All the units have been undercoated with red spray paint, then washed. All the death company are still very WIP, more highlights and washes to do and the terminators,tac and devistator squads all need finishing aswell.


----------



## Ste (Aug 28, 2008)

Bane_of_Kings said:


> So, uh, any pics? We can't leave feedback if we can't see them.


Pictures up now (Y) just took me some time to actually get them up due to technical problems 

-ste-


----------



## Bane_of_Kings (Oct 28, 2009)

Ah okay. Nice job, but there seems to be a bit of a light issue with the first two pics.


----------



## Ste (Aug 28, 2008)

Bane_of_Kings said:


> Ah okay. Nice job, but there seems to be a bit of a light issue with the first two pics.
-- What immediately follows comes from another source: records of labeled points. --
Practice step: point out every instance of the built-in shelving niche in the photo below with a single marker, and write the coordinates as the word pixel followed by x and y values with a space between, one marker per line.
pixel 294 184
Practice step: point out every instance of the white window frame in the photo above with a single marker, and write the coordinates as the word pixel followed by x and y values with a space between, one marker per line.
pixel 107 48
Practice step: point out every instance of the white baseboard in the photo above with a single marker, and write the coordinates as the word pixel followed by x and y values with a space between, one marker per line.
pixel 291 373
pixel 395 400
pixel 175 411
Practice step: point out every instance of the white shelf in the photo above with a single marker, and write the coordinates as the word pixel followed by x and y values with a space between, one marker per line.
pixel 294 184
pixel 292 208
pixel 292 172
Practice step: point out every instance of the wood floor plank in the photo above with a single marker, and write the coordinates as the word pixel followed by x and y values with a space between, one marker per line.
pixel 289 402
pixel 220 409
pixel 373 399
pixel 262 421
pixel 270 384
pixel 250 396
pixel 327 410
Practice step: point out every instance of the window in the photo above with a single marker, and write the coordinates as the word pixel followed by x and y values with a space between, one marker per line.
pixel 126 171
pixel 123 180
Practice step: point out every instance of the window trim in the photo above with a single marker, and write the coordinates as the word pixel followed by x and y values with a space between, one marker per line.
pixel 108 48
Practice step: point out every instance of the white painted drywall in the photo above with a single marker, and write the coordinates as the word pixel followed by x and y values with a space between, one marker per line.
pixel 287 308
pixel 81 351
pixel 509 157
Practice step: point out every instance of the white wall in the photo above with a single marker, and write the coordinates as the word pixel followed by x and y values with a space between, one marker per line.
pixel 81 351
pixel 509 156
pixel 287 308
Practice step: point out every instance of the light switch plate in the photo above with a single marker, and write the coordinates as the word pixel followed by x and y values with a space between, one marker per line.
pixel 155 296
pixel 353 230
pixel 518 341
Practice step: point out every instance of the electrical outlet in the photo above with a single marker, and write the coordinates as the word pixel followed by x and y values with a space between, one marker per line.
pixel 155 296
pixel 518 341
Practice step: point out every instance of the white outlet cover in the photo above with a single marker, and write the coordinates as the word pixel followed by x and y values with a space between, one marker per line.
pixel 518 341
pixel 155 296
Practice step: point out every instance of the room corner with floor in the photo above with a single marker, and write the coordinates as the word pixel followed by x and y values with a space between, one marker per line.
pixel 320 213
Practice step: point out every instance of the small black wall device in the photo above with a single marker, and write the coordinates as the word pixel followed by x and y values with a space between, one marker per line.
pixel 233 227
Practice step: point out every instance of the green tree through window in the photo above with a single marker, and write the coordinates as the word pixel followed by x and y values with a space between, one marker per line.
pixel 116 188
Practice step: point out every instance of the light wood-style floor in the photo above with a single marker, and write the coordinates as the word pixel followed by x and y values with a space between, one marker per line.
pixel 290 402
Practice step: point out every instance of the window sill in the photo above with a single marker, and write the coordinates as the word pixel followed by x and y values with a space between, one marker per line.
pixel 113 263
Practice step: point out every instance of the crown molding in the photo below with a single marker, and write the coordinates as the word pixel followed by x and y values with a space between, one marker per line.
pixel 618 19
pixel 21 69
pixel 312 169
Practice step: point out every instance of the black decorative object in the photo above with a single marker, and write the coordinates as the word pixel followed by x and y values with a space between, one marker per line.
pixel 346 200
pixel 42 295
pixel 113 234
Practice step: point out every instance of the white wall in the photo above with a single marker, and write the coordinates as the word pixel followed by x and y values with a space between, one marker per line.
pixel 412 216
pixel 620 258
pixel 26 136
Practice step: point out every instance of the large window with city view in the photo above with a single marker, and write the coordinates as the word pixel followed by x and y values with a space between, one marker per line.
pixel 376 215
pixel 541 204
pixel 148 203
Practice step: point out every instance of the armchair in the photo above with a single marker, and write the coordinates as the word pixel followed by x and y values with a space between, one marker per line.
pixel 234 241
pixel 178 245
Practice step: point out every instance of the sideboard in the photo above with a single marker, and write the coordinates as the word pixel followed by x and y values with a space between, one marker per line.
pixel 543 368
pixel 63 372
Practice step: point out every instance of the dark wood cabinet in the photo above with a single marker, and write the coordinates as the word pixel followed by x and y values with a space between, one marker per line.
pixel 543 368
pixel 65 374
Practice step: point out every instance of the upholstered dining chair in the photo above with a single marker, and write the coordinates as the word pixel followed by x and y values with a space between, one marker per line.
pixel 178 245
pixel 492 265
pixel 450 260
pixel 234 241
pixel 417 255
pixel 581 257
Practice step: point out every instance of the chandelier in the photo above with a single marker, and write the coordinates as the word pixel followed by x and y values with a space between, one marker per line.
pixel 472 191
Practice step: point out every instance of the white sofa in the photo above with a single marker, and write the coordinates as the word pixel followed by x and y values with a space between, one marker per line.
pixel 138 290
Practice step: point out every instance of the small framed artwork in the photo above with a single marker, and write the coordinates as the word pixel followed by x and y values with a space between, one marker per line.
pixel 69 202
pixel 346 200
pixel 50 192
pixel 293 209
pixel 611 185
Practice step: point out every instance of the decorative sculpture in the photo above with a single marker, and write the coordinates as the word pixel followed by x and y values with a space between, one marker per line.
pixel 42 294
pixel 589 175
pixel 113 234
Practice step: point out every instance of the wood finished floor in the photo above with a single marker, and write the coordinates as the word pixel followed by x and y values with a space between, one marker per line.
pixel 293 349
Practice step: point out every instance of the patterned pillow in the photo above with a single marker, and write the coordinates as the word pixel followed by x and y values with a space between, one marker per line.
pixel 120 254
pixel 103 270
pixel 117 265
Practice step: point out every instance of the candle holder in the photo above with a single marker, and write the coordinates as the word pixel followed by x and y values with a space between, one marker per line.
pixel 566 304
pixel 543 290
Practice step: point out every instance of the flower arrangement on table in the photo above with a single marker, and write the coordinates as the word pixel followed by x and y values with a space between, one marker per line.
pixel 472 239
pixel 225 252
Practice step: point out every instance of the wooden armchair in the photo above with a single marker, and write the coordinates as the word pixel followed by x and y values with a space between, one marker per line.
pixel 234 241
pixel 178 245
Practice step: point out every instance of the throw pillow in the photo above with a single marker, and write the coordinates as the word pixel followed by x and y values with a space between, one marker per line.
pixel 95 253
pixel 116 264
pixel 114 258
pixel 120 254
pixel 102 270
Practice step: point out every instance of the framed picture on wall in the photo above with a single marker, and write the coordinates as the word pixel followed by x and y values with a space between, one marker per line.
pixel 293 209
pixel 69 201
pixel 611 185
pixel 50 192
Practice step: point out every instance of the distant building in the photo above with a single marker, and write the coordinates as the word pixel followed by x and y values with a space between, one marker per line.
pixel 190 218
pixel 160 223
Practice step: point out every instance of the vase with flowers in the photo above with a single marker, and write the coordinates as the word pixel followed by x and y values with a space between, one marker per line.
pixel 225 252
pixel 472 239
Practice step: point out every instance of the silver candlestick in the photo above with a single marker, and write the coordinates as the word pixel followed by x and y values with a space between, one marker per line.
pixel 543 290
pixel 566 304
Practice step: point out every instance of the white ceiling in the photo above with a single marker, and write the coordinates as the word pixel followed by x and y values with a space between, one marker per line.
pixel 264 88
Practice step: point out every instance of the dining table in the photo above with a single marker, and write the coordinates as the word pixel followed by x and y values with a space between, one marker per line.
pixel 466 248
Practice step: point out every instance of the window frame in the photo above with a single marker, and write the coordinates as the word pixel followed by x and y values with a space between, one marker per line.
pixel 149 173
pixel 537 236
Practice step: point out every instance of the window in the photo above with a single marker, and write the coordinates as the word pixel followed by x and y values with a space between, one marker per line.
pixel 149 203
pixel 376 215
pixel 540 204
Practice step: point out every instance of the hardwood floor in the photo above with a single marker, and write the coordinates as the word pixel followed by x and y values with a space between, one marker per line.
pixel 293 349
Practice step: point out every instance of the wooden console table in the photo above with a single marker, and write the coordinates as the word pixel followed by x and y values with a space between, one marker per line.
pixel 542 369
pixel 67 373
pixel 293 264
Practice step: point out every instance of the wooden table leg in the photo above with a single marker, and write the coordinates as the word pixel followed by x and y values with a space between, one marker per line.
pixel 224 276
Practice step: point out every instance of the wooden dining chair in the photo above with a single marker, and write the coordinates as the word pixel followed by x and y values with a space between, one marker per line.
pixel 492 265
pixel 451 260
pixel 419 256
Yeah i noticed that after id posted them up :/ im a pretty naff photographer  haha i will wait till i finish the death company now before i post them up though so they look better  

thanks aswell for the comments 

any C & C at all? or ideas i could go about using?

-ste-


----------



## Bane_of_Kings (Oct 28, 2009)

I'm following this as I want to see how the Space Hulk Terminators turn out.


----------



## Ste (Aug 28, 2008)

Bane_of_Kings said:


> I'm following this as I want to see how the Space Hulk Terminators turn out.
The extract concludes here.